La photographe photographiée
Chaque mois, nous vous racontons l’histoire d’une photo ou vidéo qui illustre la science à l’EPFL. Voulez-vous participer? Nous publions les meilleures contributions envoyées à [email protected]. Publication non garantie.
«Au cours de mon mandat à l’EPFL, j’ai été impressionnée par la capacité des outils scientifiques à révéler des choses qu’un appareil photo est incapable de montrer ainsi que par la façon dont la technologie permet d’autres perceptions des choses.» L’appareil photo, Catherine Leutenegger en a fait son outil de travail; l’image, son métier et son espace d’expérimentation. En 2018, l’EPFL lui confie le mandat de photographier la science qui y est produite, pour le livre souvenir de son 50e anniversaire, Regards sur l’EPFL. Cela explique-t-il que la figurine microscopique de la photographe lausannoise, à l’air songeur, se retrouve sur un cliché construit par Zdenek Benes et Julien Dorsaz, du Centre de micronanotechnologie (CMi)? Oui et non.
Oui, parce que l’EPFL a les moyens de le faire. Techniquement, le cliché a été construit en trois étapes: la conversion en fichier informatique de la silhouette de l’artiste par la société Minimoi, la construction de la figurine à l’aide d’une imprimante 3D Nanoscribe et la photographie de l’objet par un microscope électronique. Pour faire la figurine, une minigoutte de polymère encore liquide est déposée sur un wafer en silicone, puis durcie à l’aide d’un laser. La figurine est ensuite sculptée selon les données du fichier informatique, puis recouverte d’une mince couche d’or afin de pouvoir être photographiée.
Une signature à la Hitchcock
On l’aura compris, on se trouve ici dans un monde où le grain de sable est une dune. La statue de Catherine Leutenegger mesure 300 micromètres, soit moins d’un demi-millimètre. «Nous aurions pu la faire encore 10 fois plus petite et battre le record du monde (100 micromètres pour un être humain, ndlr). Mais nous ne voulions pas offenser le concepteur de la machine qui le détient», plaisante Zdenek Benes.

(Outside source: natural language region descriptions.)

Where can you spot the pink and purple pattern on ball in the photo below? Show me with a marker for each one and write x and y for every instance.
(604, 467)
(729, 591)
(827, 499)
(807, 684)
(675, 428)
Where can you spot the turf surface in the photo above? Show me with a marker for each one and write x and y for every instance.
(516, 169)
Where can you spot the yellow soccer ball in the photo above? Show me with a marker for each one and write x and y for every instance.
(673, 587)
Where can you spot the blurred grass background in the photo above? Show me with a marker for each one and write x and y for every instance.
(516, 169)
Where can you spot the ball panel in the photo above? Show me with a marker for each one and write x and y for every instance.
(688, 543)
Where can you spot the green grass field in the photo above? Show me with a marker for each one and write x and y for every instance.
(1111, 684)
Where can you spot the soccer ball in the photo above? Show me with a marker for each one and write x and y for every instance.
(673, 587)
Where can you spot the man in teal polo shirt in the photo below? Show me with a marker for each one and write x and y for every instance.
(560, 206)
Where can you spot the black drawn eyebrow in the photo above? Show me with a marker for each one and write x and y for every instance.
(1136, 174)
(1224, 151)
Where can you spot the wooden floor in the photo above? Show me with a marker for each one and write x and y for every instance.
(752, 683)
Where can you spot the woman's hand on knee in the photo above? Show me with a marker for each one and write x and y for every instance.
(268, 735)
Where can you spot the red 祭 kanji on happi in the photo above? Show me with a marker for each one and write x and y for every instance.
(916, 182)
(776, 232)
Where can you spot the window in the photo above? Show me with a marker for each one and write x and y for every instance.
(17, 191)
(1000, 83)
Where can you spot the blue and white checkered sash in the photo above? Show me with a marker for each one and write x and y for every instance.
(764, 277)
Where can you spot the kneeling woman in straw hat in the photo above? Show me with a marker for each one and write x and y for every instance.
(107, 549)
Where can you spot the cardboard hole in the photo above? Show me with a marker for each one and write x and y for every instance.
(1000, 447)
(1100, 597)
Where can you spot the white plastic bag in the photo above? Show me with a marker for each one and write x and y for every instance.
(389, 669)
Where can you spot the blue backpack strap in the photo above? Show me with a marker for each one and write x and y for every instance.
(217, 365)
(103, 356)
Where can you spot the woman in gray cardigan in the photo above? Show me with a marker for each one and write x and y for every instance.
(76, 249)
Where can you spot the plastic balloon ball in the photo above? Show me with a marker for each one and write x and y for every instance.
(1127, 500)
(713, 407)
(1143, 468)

Mais non, parce qu’avant même d’être approchée par l’EPFL Catherine Leutenegger couvait déjà un projet lié à l’impression 3D. Du grand au petit, de l’abstrait à l’appliqué, du réussi au raté. En Chine, elle a exploré le grand format, photographiant des maisons construites en fabrication additive. Pour le nano, elle est fascinée par les réalisations de la Nanoscribe et sait que l’EPFL en possède une. Alors, à la fin de son mandat, elle reprend contact avec Zdenek Benes et Julien Dorsaz et mène son projet à terme. «Cette sculpture autoportrait quasi invisible à l’œil nu montre à quel point ce travail m’a permis d’explorer les confins de la science. C’est aussi une façon d’y figurer de manière discrète, une sorte de signature à la Hitchcock.» Discrète, on peut le dire d’autant que la photo n’a encore jamais été exposée. Elle le sera avec une partie du travail sur la 3D de la photographe suisse, en janvier prochain, à la Gallery of Photography de Dublin.